O Pe. José Luís Rodrigues explica que problemas de última hora nas negociações com a Câmara do Funchal, proprietária da Capela da Boa Viagem, ditaram a mudança.
Assim, no próximo Domingo (28 de Outubro de 2018), às 18.30 horas, a iniciativa arranca à volta da Palavra para reflectir, rezar, pensar o mundo e a vida.
O «Átrio da Paz» é um espaço o mais ecuménico possível. Pretende ser um lugar e momento abertos a todos sem distinção de nenhuma índole.
Vai funcionar na IGREJA DE SÃO JOSÉ, na Estrada Dr. João Abel de Freitas, 71, junto à antiga Brisa.

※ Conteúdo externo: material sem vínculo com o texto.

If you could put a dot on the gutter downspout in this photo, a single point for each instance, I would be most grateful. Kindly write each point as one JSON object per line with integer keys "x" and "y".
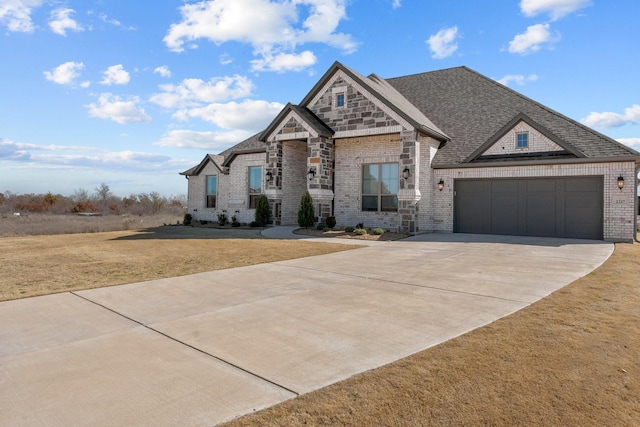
{"x": 635, "y": 198}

A ideia é que aos Domingos pelas 18.30 horas se celebre a Palavra na Eucaristia, com música clássica e literatura.
Consistirá no seguinte: proclamação das passagens bíblicas do respectivo Domingo, partilha e diálogo inspirado na Palavra, momentos de música clássica e declamação de um poema, passagem de um livro ou apresentação de livro ou documento que esteja na ordem do dia.
Sempre que possível haverá convite a alguém ligado ao mundo das artes para partilhar a sua inquietação e alertar para o sentido do religioso no seu âmbito artístico.

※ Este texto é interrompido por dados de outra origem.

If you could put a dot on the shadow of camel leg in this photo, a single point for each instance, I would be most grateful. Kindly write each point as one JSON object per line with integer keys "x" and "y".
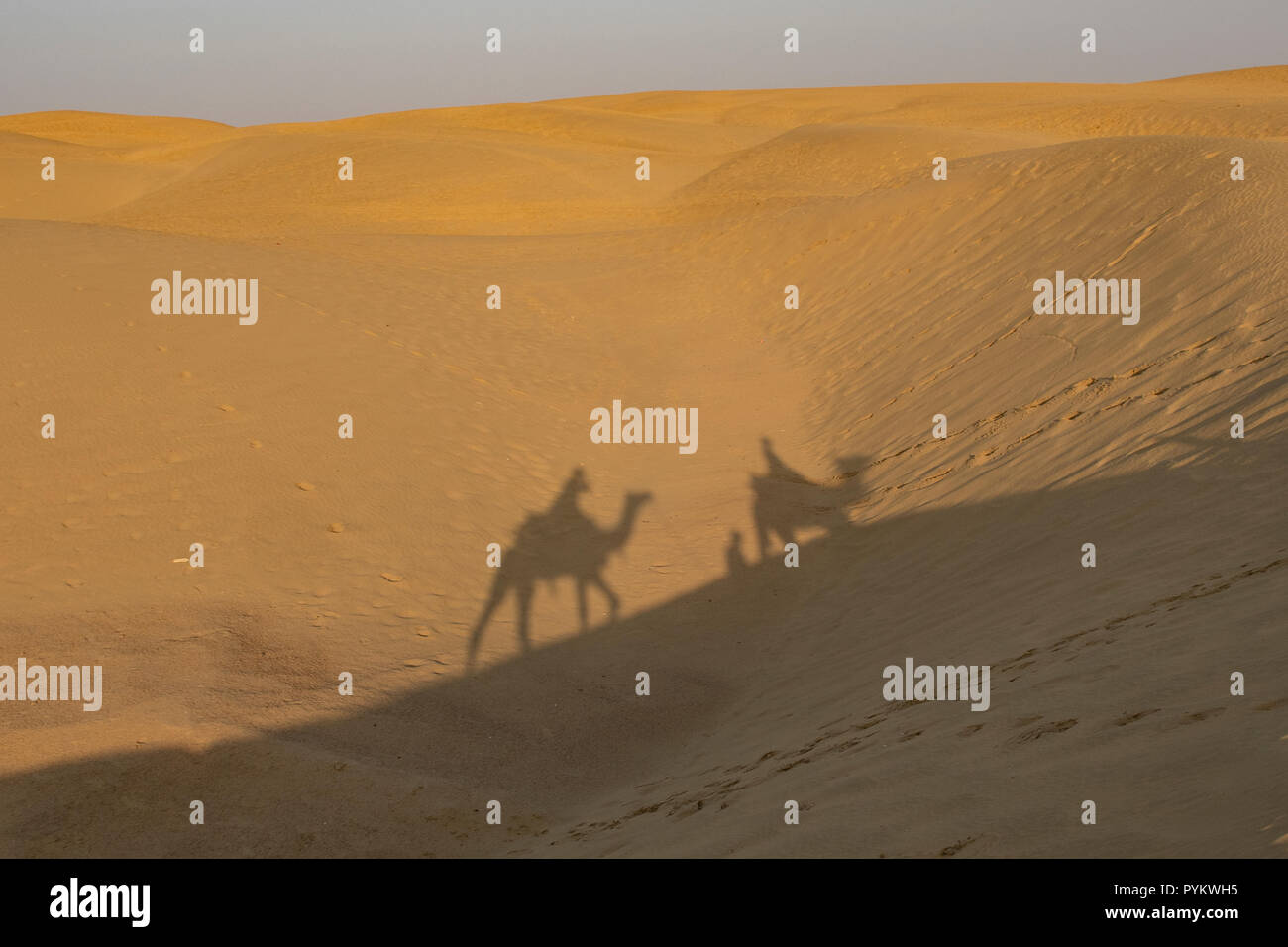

Já a iniciativa mensal com uma ou mais pessoas convidadas é um convite à apresentação de um tema que faça parte do pulsar dos Sinais dos tempos.

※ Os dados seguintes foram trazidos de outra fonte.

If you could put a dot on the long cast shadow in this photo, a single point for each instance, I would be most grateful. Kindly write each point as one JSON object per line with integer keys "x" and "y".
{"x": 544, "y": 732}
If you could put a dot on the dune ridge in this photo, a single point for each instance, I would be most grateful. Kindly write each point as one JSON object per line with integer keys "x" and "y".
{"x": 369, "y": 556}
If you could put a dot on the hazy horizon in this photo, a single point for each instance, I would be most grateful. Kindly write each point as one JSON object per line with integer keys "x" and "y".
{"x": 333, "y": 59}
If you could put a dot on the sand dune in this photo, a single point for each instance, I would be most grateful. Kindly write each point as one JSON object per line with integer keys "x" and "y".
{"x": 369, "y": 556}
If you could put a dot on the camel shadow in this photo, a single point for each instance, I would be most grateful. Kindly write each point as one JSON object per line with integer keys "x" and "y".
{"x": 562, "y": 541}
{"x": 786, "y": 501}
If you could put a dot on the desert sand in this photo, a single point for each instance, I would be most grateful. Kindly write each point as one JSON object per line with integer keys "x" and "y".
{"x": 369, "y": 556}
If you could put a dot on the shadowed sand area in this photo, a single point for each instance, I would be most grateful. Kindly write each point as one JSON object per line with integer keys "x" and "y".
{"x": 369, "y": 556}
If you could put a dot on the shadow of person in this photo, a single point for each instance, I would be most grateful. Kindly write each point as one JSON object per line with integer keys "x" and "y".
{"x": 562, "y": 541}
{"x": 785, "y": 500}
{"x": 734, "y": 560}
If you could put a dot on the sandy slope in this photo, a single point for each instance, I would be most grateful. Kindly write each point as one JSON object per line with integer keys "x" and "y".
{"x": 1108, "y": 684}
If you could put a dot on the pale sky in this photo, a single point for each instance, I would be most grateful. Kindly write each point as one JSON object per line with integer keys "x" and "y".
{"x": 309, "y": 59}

Na terceira sexta-feira de cada mês, pelas 20 horas, haverá um encontro conferência-debate para que seja mais um momento de partilha da palavra, onde se possa proporcionar uma ocasião de ver, ajuizar e agir perante os «Sinais dos tempos» que correm pela rama dos dias.
O primeiro encontro debate/conferência está previsto acontecer (já confirmado com o convidado, o jornalista da TSF Nicolau Fernandes) para o dia 16 de Novembro pelas 20 horas e que terá como tema mote para o diálogo/debate a problemática dos refugiados, particularmente, o regresso à Madeira dos lusodescendentes da Venezuela. Problemática, desafios e como agir para estancar alguns resquícios de desprezo racista que começam a eclodir na sociedade madeirense.